Lovett: The way that a CDS is constructed, with a fixed coupon in a central clearing house, all those issues disappear, and so if a counterparty fails, there’s actually nothing to do. If you’re operating across the whole market in terms of the inter-connectiveness of derivative trades, you could see a scenario where there’s very limited cross over in terms of unwinding. Where it would become more complicated is the collateral side and obviously that’s where the huge numbers are involved, and that was what brought Lehman down – they had no collateral. We need to be focusing on the collateral side.
Manning: That’s absolutely right. This goes back to the amenability of particular products to central clearing. If products such as credit derivatives can be sufficiently standardised, then you can realise the benefits of central counterparty clearing.
Fuller: If there were one or two things that you could do in the Australian market to radically improve investor confidence and to bring the capital markets back, what would they be?
Camilleri: We’ve all learnt a lot about the GFC, how it was caused and where we’re going. Regulators have looked at all the value chain and said ‘okay, we’re going to regulate rating agencies’, for example, so there’s one outcome. It’s set to improve the whole process but if we’re about to do that, we’ve got to go through the whole learning outcome and look at even things like companies who are providing pricing to the market. Should they be regulated? Are they transparent enough the way they interact with the market? There are debates about liquidity, and how mark to market should work and that will be debated for ever and a day.
Lovett: It is hard to know what we in Australia can do to increase investor confidence, we have a very stable financial system that’s certainly out-performed the rest of the globe. Further investor confidence is really going to come from what happens overseas more so than here and it is the same situation with regulation. We are always going to be captive to global developments to a large degree.

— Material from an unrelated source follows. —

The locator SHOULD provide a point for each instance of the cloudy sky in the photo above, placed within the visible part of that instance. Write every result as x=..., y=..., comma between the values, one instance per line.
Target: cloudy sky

Blackburn: I agree with that. We need to maintain world’s best practice and, given the rate of change internationally, we need to keep a close eye on that change and keep pace with it. Industry is moving very quickly, and the industry initiatives that are underway to address those international themes are very important – particularly those in the securitisation and CDS markets. And, as I said above, if industry is too slow to develop responses in Australia, or doesn’t do this, then regulatory support is another option.